Essa rede colateral pode prover fluxo compensatório no cordão espinhal na eventualidade da oclusão das vias mais calibrosas31, além de poder aumentar o fluxo de uma fonte quando outra está reduzida; e também o inverso: a diminuição de fluxo pode ocorrer se uma via alternativa de baixa resistência for aberta, ou seja, no roubo arterial29. Segundo a teoria de fluxo parcial de Adamkiewicz, o fluxo na artéria espinhal anterior parte das artérias radiculares ao chegar na medula em duas correntes, uma cranial e outra caudal, e, assim, a alteração pressórica, ou oclusão de via da rede colateral, pode inverter o fluxo na artéria espinhal anterior11.

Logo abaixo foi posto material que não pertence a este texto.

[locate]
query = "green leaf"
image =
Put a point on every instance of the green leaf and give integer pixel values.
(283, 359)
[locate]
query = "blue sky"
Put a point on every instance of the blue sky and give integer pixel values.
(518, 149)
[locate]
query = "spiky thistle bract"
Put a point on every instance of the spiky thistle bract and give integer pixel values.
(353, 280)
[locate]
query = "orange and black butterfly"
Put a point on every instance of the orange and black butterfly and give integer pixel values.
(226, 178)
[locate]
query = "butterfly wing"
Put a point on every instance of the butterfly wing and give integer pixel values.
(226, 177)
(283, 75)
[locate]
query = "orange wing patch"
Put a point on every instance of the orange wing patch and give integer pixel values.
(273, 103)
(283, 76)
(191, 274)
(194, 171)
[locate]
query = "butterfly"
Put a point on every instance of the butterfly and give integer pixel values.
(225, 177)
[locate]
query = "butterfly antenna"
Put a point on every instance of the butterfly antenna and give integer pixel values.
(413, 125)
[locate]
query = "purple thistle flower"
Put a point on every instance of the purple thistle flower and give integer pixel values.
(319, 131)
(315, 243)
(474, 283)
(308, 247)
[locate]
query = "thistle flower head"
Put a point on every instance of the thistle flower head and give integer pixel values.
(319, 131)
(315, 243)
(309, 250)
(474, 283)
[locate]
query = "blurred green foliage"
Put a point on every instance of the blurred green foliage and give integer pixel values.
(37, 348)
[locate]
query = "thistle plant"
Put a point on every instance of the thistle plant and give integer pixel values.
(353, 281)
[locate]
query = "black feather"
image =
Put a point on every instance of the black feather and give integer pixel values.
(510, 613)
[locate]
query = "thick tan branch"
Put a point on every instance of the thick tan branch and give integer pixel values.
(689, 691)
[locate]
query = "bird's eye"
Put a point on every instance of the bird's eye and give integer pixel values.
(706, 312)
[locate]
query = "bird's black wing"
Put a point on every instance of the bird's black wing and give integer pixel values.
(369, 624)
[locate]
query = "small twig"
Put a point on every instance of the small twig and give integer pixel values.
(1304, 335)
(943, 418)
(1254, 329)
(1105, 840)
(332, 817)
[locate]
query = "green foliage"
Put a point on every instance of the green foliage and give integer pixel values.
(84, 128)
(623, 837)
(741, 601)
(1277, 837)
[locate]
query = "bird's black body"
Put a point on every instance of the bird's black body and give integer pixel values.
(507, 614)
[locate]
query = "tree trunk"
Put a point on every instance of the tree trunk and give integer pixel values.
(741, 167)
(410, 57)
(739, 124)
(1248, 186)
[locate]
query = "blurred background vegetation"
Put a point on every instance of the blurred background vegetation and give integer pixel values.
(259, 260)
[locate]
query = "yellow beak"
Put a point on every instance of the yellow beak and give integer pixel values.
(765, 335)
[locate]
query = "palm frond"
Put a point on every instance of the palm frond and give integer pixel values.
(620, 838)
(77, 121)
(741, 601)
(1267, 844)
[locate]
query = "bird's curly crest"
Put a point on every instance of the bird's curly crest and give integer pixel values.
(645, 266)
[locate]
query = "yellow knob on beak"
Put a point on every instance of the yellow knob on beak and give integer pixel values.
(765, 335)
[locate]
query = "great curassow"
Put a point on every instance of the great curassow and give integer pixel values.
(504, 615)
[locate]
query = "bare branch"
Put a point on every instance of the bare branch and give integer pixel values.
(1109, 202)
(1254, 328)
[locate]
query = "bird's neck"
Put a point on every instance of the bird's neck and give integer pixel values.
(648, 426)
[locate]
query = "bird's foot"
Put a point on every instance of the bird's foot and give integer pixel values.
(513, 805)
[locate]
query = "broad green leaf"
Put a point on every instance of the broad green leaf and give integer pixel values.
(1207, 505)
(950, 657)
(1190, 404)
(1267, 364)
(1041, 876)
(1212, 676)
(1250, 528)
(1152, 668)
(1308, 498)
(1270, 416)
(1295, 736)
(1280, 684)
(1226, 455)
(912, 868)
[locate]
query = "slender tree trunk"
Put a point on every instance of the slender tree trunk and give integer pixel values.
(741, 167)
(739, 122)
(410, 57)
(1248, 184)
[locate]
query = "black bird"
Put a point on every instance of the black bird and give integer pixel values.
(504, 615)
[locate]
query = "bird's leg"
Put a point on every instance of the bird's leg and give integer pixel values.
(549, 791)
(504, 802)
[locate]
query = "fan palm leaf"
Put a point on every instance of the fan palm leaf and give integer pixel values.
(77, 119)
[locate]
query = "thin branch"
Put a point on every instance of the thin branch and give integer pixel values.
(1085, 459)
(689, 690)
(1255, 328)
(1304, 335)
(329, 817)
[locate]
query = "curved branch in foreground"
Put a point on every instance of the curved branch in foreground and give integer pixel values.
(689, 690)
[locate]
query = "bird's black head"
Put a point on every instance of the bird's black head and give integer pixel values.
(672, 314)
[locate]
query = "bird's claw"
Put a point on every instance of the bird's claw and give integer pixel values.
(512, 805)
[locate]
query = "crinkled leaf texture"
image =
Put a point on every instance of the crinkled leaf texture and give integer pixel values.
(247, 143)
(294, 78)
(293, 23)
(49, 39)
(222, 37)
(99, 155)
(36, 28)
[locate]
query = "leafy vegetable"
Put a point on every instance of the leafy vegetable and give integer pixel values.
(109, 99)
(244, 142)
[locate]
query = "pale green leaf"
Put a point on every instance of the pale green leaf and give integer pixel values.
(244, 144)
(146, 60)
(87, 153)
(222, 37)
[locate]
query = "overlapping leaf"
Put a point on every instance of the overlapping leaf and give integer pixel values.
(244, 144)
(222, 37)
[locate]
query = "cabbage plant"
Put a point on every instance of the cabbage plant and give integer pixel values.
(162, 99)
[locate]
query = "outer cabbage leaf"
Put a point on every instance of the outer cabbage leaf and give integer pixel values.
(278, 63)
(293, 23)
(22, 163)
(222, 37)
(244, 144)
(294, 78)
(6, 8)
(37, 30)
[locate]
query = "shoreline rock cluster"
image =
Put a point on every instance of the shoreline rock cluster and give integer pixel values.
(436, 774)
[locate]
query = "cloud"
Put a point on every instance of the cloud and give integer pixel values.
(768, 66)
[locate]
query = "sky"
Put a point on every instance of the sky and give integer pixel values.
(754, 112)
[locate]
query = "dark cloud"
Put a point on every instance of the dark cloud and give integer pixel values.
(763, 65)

Trabalho recente de avaliação retrospectiva em modelo de risco em banco de dados de 19 centros europeus com 2.235 pacientes cadastrados revelou que 38 (1,7%) pacientes apresentaram isquemia medular sintomática, evidenciando que a exclusão endovascular das artérias intercostais associada à interrupção de outra via colateral de irrigação medular é fator de risco para esse evento. O algoritmo matemático aplicado identificou a hipotensão intraoperatória e a exclusão simultânea de pelo menos dois territórios de irrigação medular como relevantes na gênese da isquemia, concluindo que somente a exclusão extensa de artérias intercostais não está associada com isquemia medular sintomática30. Apesar disso, a avaliação retrospectiva de 457 pacientes e suas complicações intra-hospitalares demonstrou que paraplegia e paraparesia estavam significativamente relacionadas à exclusão endovascular de mais de 20 cm de aorta32, associação esta que corrobora a importância das artérias segmentares na irrigação medular. Yingbin et al.33 demonstrou a importância da identificação da AKA na seleção de endopróteses longas em casos de dissecção aórtica.
Artigo sobre a interrupção da AKA durante espondilectomia34 sugere que a AKA não é a única via importante de irrigação medular.
O mecanismo da isquemia medular após reparo endovascular de aneurisma de aorta torácica não está completamente elucidado e aparentemente está relacionado a um intrincado mecanismo de diferentes fatores, e não exclusivamente à interrupção permanente do suprimento pela artéria segmentar9,35. O conceito de rede colateral descrita por Griepp et al. propõe a existência de extenso suprimento sanguíneo redundante medular. Entretanto, em situações agudas, como procedimentos cirúrgicos, a perfusão medular depende do gradiente de pressão arterial e do fluido cerebroespinhal35. A isquemia medular está, portanto, correlacionada a episódios perioperatórios de hipotensão e exclusão da artéria hipogástrica, como parte da rede colateral28.
Apesar da grande variação da terminologia encontrada na literatura, os estudos mostram concordância na anatomia da circulação medular e na existência de grande rede de circulação colateral. A normatização da nomenclatura se faz necessária e a sugestão deste estudo é baseada na atual terminologia anatômica.
A importância clínica do conhecimento anatômico dessa região é importante no planejamento cirúrgico endovascular de procedimentos na aorta, a fim de minimizar o risco de isquemia, evitando oclusão desnecessária das vias de irrigação medular.